Favolacce, secondo lungometraggio di Fabio e Damiano D’Innocenzo, vincitore dell’Orso D’Argento per la miglior sceneggiatura all’ultima Berlinale, è uno dei film italiani più plebiscitariamente apprezzati degli ultimi anni, pur nella travagliata distribuzione online in piena crisi sanitaria. Attraverso questa conversazione, i redattori Mario Blaconà e Marco Longo provano a discutere cosa un film come questo possa rappresentare realmente, al di là dei facili entusiasmi o delle prese di posizione che spesso caratterizzano il dibattito attorno a un’opera cinematografica.

ML: Comincio con le debite scuse: ti ho fatto aspettare. C’era qualcosa in questo film che mi respingeva un po’, senza motivo. Non escludo sia anche il suo tragicomico destino, essere premiato a Berlino e poi ritrovarsi direttamente nel limbo dell’on demand, tra l’altro – “avremmo poi scoperto” – con un sonoro disastrato, ai limiti della comprensione… Ora che l’ho visto, mi viene da dire anzitutto: a questo film bisogna concedere il trattamento che si merita.

MB: Mi pare un ottimo modo di metterla, considerando che il viaggiare troppo spesso su reazioni estreme può far perdere di vista l’opera. Molto di frequente il dibattito sul film diventa il film. Ammesso che fosse questo quello che intendevi con “quello che si merita”.

ML: Sì, mi sembra che in troppi si siano rifugiati in un’ammirazione sperticata e molto goffa verso il talento dei fratelli D’Innocenzo. Talento che, effettivamente, sarebbe altrettanto goffo fingere di non percepire. Eppure sento che a questi due promettenti autori, dal futuro secondo me garantito ma ancora molto poco decifrabile, occorre rivolgere delle domande e dei tentativi di lettura un po’ più netti e coraggiosi dei paternalistici, quasi disperati elogi – della serie “ora il cinema italiano è salvo” – che fino a ieri sera ripercorrevo online. Perché questo film, da un punto di vista critico, può essere un vero e proprio rompicapo. Vorrei partire dal contenuto, se ti va di seguirmi, e ancor di più dal cosiddetto registro: perché in qualche modo, se approcciamo Favolacce come un esperimento di rielaborazione della realtà, dall’ipocrisia dei nuclei piccolo-borghesi alle villette a schiera di una presunta Spinaceto, con tutti i debiti verso quell’italianità (anche cinematografica) che nutre le smorfie e gli umori di questa galleria di personaggi, il film fa veramente acqua da tutte le parti, come la piscina che a un certo punto Elio Germano squarcia in giardino per poi incolpare “gli zingari con i picconi”. Fosse solo questo, sarebbe molto irritante. Non che io voglia difendere le molte ombre che questo approccio alla finzione porta con sé, ma il titolo del film parla chiaro, e infatti questa non è Spinaceto, non è Roma, non è l’Italia e, diciamolo, della realtà non sa, o non vuole, offrire alcun riflesso diretto…

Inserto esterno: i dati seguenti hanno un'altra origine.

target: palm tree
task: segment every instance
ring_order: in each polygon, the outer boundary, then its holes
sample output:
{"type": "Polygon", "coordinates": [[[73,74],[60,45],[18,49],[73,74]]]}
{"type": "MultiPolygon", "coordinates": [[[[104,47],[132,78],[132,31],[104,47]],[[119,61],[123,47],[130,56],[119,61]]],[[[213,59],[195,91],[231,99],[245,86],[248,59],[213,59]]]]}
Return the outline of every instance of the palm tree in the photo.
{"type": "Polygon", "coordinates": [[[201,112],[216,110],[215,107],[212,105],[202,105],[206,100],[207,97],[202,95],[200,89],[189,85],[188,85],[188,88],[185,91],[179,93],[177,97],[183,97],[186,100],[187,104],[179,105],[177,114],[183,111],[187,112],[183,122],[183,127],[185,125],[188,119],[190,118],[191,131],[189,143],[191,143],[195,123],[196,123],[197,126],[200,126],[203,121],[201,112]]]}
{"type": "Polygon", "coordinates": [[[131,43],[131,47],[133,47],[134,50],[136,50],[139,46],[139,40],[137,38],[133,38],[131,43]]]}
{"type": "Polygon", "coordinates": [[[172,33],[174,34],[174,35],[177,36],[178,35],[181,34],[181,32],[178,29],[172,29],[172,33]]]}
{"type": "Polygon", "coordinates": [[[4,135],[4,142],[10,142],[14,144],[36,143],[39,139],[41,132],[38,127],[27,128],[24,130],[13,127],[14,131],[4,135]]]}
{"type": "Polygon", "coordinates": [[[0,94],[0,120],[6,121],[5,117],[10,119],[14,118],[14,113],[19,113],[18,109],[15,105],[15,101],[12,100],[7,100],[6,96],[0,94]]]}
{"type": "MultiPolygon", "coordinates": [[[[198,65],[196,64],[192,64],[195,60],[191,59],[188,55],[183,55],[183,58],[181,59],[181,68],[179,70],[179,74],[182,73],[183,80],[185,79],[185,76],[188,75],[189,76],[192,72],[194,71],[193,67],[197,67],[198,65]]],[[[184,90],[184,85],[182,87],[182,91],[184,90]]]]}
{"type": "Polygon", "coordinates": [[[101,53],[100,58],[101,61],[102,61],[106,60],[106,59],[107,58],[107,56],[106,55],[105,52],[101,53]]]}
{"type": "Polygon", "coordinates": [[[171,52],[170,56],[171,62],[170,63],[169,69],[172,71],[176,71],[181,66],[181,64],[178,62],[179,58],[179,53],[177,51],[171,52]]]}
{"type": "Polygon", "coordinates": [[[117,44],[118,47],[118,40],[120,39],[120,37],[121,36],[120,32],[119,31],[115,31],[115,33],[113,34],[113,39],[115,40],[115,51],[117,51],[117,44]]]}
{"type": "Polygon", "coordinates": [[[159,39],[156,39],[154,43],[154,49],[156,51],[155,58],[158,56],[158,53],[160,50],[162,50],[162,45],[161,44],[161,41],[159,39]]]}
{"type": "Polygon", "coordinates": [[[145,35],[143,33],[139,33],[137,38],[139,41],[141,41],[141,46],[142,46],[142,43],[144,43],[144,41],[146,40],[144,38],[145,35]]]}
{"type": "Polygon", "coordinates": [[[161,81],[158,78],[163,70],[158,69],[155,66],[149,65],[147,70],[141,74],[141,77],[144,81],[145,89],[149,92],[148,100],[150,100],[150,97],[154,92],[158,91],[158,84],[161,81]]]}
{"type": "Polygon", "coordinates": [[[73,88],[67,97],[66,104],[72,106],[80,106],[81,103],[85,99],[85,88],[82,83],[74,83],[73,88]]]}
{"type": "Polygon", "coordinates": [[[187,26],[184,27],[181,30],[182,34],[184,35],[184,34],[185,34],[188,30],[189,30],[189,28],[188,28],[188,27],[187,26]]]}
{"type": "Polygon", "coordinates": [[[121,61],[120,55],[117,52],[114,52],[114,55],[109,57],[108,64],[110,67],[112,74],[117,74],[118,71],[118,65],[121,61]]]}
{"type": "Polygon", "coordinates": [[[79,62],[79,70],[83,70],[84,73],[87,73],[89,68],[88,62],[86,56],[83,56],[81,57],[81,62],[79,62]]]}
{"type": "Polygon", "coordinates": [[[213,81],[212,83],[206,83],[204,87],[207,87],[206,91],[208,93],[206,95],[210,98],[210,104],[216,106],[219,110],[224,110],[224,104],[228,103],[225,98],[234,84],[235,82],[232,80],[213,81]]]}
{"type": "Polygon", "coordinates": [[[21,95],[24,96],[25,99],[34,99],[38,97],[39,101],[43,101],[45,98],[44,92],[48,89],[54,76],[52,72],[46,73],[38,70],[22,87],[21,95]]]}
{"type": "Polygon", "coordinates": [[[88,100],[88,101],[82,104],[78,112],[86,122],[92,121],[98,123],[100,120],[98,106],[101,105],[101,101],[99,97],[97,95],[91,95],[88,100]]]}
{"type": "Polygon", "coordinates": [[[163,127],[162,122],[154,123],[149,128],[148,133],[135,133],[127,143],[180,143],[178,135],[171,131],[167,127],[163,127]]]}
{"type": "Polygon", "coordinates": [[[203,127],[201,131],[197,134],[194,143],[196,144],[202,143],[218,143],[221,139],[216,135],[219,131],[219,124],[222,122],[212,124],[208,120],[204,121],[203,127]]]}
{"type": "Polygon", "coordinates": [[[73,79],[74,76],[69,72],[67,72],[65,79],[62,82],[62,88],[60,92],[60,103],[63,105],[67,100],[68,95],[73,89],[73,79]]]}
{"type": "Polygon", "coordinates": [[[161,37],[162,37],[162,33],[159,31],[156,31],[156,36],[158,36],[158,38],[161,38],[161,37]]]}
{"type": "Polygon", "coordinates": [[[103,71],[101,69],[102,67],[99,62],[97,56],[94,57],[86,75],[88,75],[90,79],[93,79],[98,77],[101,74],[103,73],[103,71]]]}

MB: Ma non sa o non vuole? Io credo che questo sia il nucleo da cui partire, per quanto riguarda i dubbi legittimi che possono sorgere su Favolacce. Perché se “non sa” siamo di fronte a un’opera effettivamente ancora acerba in quanto confusa, mentre se “non vuole” ci troviamo davanti a un rifugiarsi nelle comode tasche di un manierismo altrui, neanche proprio. Infatti le primissime sensazioni che emergono guardando un film come questo sono prese solo da altre filmografie.

ML: Io credo che un po’ non sappia e un po’ non voglia. Dopo Seidl e Haneke, che hanno messo in scena l’abiezione restituendola millimetricamente attraverso i corpi e lo scavo delle ferite sociali e antropologiche, Favolacce a confronto risulterebbe da questo punto di vista un film affettatissimo e privo di profondità, dove – e un po’ purtroppo così appare – gli attori vivono nella giustapposizione di situazioni senza sapere se muoversi verso l’artificio o la rappresentazione, la riflessività o la sospensione dell’incredulità (con una fata turchina sui generis che è mediatrice e vittima di tutto e di tutti). Se oggi molti recensori ne trascinano a forza gli episodi verso i corrispettivi della realtà (“la periferia”, “la cultura genitoriale”, “i bambini ci guardano” e via dicendo), io credo che i referenti del film possano essere ben altri. Non so a te, ma a me sono venuti in mente i Coen, come qualcuno ha già scritto, e scomoderei lo stesso Lynch. Insomma, a me sembra che Favolacce sia un incubo di fantascienza, una sorta di buco nero mentale del narratore (inaffidabile) che lo occupa abusivamente con le sue parole fuori campo. Se mai ci fosse la voglia di inseguire l’immagine della realtà, sarebbe nel desiderio di visualizzare la vita di quest’uomo nascosto, che in fondo si rivelerà anche un burattinaio, capace di “ricominciare da zero” il racconto (ci ritorneremo), espressione fantasmatica di un senso di inadeguatezza complessiva verso la lettura del mondo. Chiarito questo, il film ha l’attenzione che altrimenti – almeno con me – perdeva dopo poche scene. Il problema però è: non è tardi anche per questo approccio derealizzante, quasi ludicamente metafisico?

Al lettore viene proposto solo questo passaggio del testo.